Silver Spring Man Is One Of Nearly 100K People Waiting For A Kidney Transplant, He's Hoping Someone Can Help

Rev. Dr. Pointer is sharing his story in hopes of not only finding a kidney for himself but also to raise awareness and encourage more people to become donors.

Video Transcript

- Kidney disease disproportionately affects the Black community, and it's something that a local pastor has been dealing with for the past 12 years.

WJZ is live for you tonight. Sean Streicher has much more on why that pastor is now sharing his story. Hey, Sean.

SEAN STREICHER: Hey, what's going on? Reverend Pointer doesn't know what caused his kidneys to fail. He was adopted, so his genetic history is unknown. What is known is he needs a kidney and he's hoping someone out there will be willing to help.

How was your day?

LYLE POINTER: Long but good, man.

SEAN STREICHER: Reverend Dr. Lyle Pointer is one of the nearly 100,000 people waiting for a kidney transplant.

LYLE POINTER: It's extremely difficult.

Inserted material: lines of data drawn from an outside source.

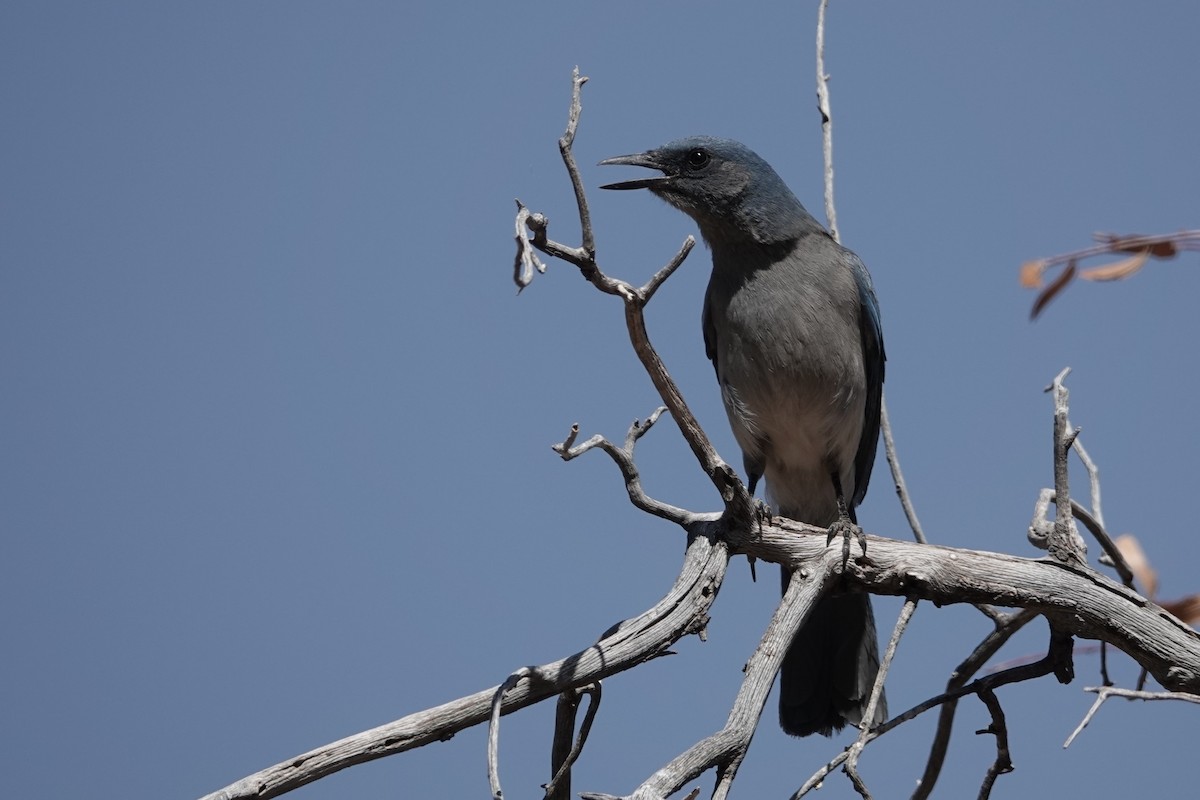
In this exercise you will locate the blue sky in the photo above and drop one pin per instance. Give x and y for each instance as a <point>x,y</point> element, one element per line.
<point>275,440</point>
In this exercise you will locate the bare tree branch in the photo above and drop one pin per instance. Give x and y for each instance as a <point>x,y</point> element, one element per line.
<point>1104,692</point>
<point>624,459</point>
<point>1003,631</point>
<point>565,752</point>
<point>826,121</point>
<point>1003,763</point>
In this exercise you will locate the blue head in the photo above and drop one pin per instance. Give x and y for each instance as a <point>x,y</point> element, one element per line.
<point>723,185</point>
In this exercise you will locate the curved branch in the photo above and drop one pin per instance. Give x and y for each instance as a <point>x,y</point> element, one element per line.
<point>683,611</point>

It's a day by day thing.

SEAN STREICHER: It's a journey the Silver Spring native has been on for the past 12 years, when the seemingly healthy then 23-year-old found out his kidneys were failing.

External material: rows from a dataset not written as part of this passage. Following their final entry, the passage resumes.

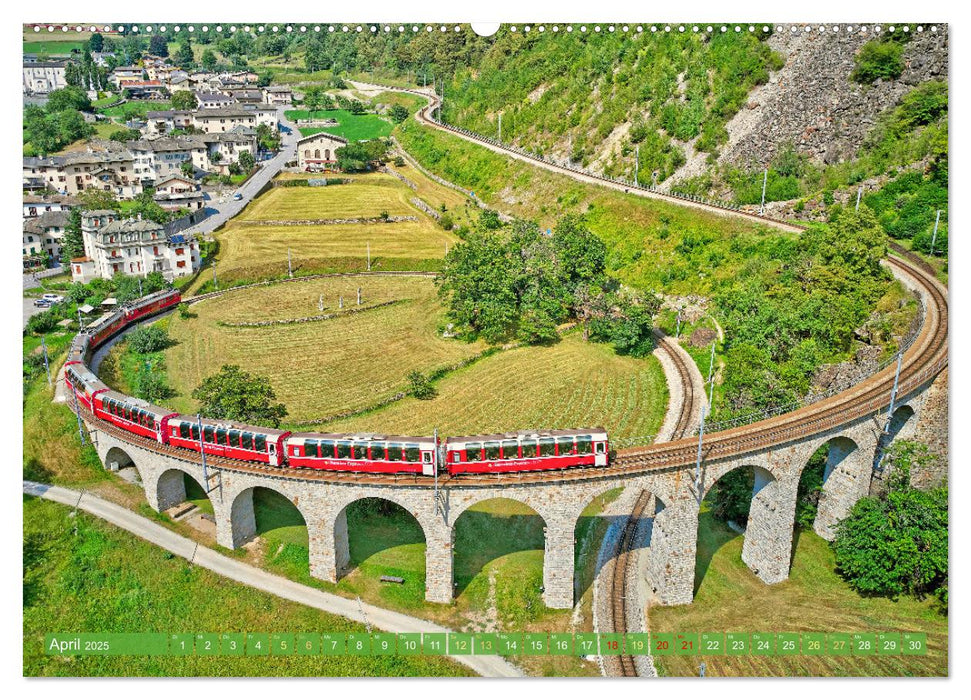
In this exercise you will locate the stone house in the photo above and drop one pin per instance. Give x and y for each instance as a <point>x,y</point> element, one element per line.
<point>318,151</point>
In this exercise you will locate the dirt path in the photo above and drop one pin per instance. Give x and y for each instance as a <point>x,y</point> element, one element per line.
<point>490,666</point>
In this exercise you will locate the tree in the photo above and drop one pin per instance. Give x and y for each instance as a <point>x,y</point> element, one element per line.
<point>897,543</point>
<point>184,56</point>
<point>209,60</point>
<point>234,394</point>
<point>148,339</point>
<point>184,100</point>
<point>72,243</point>
<point>398,113</point>
<point>159,46</point>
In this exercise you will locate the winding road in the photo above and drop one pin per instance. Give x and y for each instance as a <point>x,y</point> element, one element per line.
<point>194,553</point>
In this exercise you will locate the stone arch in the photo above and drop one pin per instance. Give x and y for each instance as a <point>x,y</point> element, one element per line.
<point>767,544</point>
<point>405,534</point>
<point>239,523</point>
<point>609,511</point>
<point>477,543</point>
<point>845,479</point>
<point>170,487</point>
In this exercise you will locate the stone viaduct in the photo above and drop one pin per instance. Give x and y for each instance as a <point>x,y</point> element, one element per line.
<point>852,451</point>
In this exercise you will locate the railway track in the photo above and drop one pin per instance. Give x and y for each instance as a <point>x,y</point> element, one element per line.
<point>618,580</point>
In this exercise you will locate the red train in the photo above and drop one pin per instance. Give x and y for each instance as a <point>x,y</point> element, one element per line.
<point>393,454</point>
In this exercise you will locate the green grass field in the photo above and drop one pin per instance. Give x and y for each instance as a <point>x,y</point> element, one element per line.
<point>251,252</point>
<point>353,127</point>
<point>331,366</point>
<point>83,575</point>
<point>571,384</point>
<point>730,598</point>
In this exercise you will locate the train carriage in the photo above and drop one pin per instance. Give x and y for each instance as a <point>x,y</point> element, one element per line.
<point>391,454</point>
<point>83,383</point>
<point>526,451</point>
<point>150,305</point>
<point>132,414</point>
<point>225,439</point>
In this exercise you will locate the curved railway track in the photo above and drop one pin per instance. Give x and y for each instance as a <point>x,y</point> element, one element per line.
<point>618,580</point>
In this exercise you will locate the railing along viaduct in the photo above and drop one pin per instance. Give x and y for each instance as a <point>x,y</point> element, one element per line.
<point>855,426</point>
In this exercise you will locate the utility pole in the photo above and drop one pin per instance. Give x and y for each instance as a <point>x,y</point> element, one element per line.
<point>47,367</point>
<point>765,182</point>
<point>77,412</point>
<point>934,237</point>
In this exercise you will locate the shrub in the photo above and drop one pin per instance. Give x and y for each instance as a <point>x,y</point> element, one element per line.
<point>148,339</point>
<point>420,386</point>
<point>879,60</point>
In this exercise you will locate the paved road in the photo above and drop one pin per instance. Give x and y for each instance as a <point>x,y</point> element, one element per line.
<point>221,211</point>
<point>491,666</point>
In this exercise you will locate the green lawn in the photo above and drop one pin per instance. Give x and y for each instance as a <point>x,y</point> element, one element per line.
<point>353,127</point>
<point>83,575</point>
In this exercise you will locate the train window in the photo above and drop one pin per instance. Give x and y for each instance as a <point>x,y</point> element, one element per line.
<point>584,444</point>
<point>510,449</point>
<point>491,450</point>
<point>546,447</point>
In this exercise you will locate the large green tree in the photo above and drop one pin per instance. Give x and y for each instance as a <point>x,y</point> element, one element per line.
<point>234,394</point>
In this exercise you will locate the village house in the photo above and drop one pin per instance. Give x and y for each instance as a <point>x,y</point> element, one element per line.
<point>179,192</point>
<point>70,173</point>
<point>277,95</point>
<point>318,151</point>
<point>132,246</point>
<point>42,77</point>
<point>166,121</point>
<point>42,235</point>
<point>213,100</point>
<point>226,119</point>
<point>35,205</point>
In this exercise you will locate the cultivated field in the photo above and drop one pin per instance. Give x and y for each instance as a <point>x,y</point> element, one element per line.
<point>730,598</point>
<point>252,251</point>
<point>319,368</point>
<point>571,384</point>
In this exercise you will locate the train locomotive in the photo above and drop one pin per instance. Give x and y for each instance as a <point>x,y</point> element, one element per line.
<point>524,451</point>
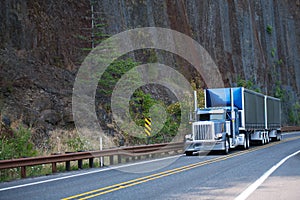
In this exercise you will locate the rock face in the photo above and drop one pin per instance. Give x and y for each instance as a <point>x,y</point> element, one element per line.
<point>42,42</point>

LYLE POINTER: Walking from my car to the front door, or walking from the front door upstairs, just wore me out to the point where I had to take a break and I was like this is normal.

SEAN STREICHER: His first transplant came shortly thereafter.

LYLE POINTER: Unfortunately, that first year after you receive a kidney, the kidney is really sensitive, and the kidney didn't take.

Saints, I'm here to encourage you.

SEAN STREICHER: He was put back on the transplant list, where he's been waiting since 2010, relying on dialysis to keep him alive.

JENNIFER VERSBESY: In DC and Baltimore region, the need for kidney is very high because we have a very large African American community.

SEAN STREICHER: According to the National Kidney Foundation, Black or African American people are four times more likely than whites to have kidney failure.

JENNIFER VERSBESY: In that community you have a lot more diabetes and high blood pressure, and those diseases unfortunately lead to kidney disease.

SEAN STREICHER: So now Reverend Pointer is sharing his story in hopes of not only finding a kidney for himself, but also to raise awareness and encourage more people to become donors.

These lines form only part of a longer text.